Pengbot can run code against arbitrary versions of Fennel in order to demonstrate code in IRC channels against old versions, and how things have changed over time. the ,pull command allows you to bring in new versions which may not have even existed when Pengbot was launched!

It stores dictionary data (from set command) in the data/ directory that it's launched from. No limits are in place to prevent it from filling up the disk yet, so disable that command if you're worried.

Requirements: Lua 5.3/5.4/luajit and luasocket.

#Implementation

Pengbot is written in a somewhat experimental style based on capabilities. The entry point (main.fnl) and capabilities.fnl file are run with full access to the entire system, and the rest of the program is run in a restricted environment where the only access to the outside world comes from capabilities that are passed around from one function to the next.

Beyond that, inside the restricted environment, input which comes in from users over IRC is run in an even more restricted environment, this time even isolated to the specific version of Fennel that the user requested.

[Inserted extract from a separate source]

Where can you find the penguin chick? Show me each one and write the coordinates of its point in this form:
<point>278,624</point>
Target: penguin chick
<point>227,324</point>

This serves a kind of dual purpose; the most obvious is that the abolition of ambient authority makes the system dramatically more secure even in the face of serious bugs. An attacker who finds a remote-code-execution flaw in the code which handles user input will only gain access to the capabilities needed by the function which they are able to compromise. In the worst case scenario, this would be the caps.os and caps.io tables, which contain functions capable of running only a very limited set of commands defined in main.fnl or functions for writing to the disk, but only for paths described in main.fnl.

The second purpose is as a sort of organizational tool. Because there is no ambient authority in the code inside the outer environment, it's easy to tell the level of access of a function just by looking at its argument list. If it takes conn then it can do basically anything (within the overall capability restrictions of the application still; it can't execute arbitrary commands) but only a small number of functions take this argument. Likewise if it takes caps then it can access any outside capability, but much more common are functions which take only a single capability, or functions which take none of the above and can be assumed to either be pure functions or functions which only make changes to tables.

This helps you see at a glance what kind of function you're looking at, greatly aiding the ability to orient yourself quickly in any file.

#License

Copyright © 2018-2023 Phil Hagelberg and contributors

Distributed under the GNU General Public License version 3 or later; see file LICENSE.